We often think nature is more real than thought. Philosopher Jane Bennett describes earthiness as being alert to the experience of sensuous specificity. Artist Savanhdary Vongpoothorn's work might fit into such a definition of earthiness because her new perforated paintings are real and sensory evocations of the scribbly gum tree.
Words like "nature" and “earthiness” have previously been understood as phenomena that existed anterior and posterior to terrestrial life. In other words, infinite. However, in recent times, perceptions of the earth bring associations of fear, as our wildernesses shrink and extinction looms. These are troubled environmental times, and the anxiety of precipitating natural disasters have infiltrated all areas of thought, including philosophy and art.
The patination of scribbly bark trees, as Vongpoothorn suggests in her title, is an exploration of the beautiful as force. Her paintings duck and weave, a labyrinth of squiggly lines and camouflage bark patterns. In these abstracted investigations of tree surface, the colours of the trunks beggar belief, exploding into violent purples and reality-resistant pinks. Her paintings are as fluid and multi-lined as a contour map. Leon Trainor says, in his catalogue poem, that spirituality: “dwells, too, in the moth-messages that migrate to your stretched, perforated cloth”.
As well as a force of spirit, the artist’s scribbly gums can be seen as a force for change. History has shown us that force is a useful tool for shifting perceptions, in a deterministic sense. Perhaps Vongpoothorn’s interest in the beautiful creates a curiosity about forces for change. Change can be frightening and these works convey a degree of fear and trepidation. This interpretation, born from empathy rather than dispassion, is based on the emotive nature of the artist’s hand gestures, there on the canvas. The marks appear as worry lines or erratic life-lines, rather than scribbly lines. These are marks made from a tremor, or was the tremor caused by the marks, resulting in a quivering twitch.
In a related examination of force, it was not an arbitrary decision to begin this review by introducing Jane Bennett, a John Hopkins University philosopher of vitalism, agency and spiritual force. In fact, Vongpoothorn’s catalogue introduction mentions all three of these criteria. However the big question might be whether these vitalist principles function as judgements for aesthetics, as the title implies: have anima and autonomy replaced beauty in the competition for audience attention? I would argue that when they are co-dependent, they are most effective.

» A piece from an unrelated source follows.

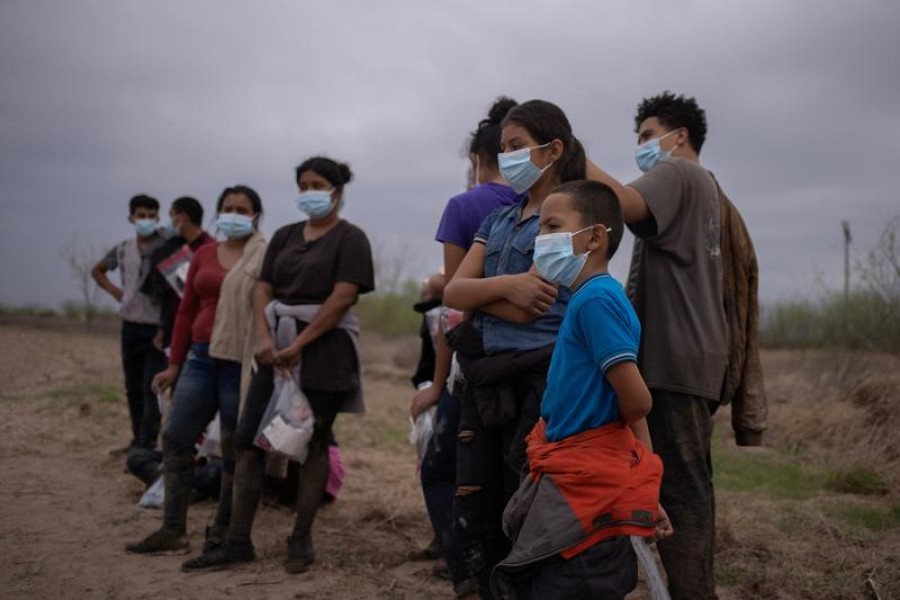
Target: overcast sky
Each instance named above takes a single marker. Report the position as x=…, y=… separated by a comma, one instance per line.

Vongpoothorn’s paintings have always yielded visual pleasure. She has done this through conventional abstraction tactics, such as surface quality, reductionism, familiar form and a quest for essence. Essence is the difference between the painting’s qualities and our perception of those qualities. This means the object or painting pulsates, has rhythms and affects other beings, in equal measures to the effects we believe we have on one another.
These new paintings, based on the military-style concealments of the bark of the scribbly gum tree, have this essence. They have an ability to connect a viewer, apart from and in collaboration with the material qualities of surface, support and structure. They do reverberate and shimmer. However, the emotion that fuels and mobilises this essence has shifted towards that of fearful unease.
The concept of beauty has shifted too, in a context of aesthetic criteria. Conventionally a formula for discerning taste and artistic success, beauty now brings with it an air of longing and memory. We have trouble recognising it. This is a shift away from subjective ideas of beauty and a move towards the exchanges of emotion, as a form of beauty.
With a final note on essence, that schism between the painting and its qualities, it is when beauty and essence become entangled that we are truly engaged by an artwork. For this to occur, beauty has to be slightly beyond our knowledge. In other words, essence is the unknown spaces between what is familiar and unfamiliar. If beauty is bound by what we know too well, it becomes mundane. In this case, perhaps the scribbly gums are familiar but also concealed and, so, we are bound by their earthiness and hyperreality.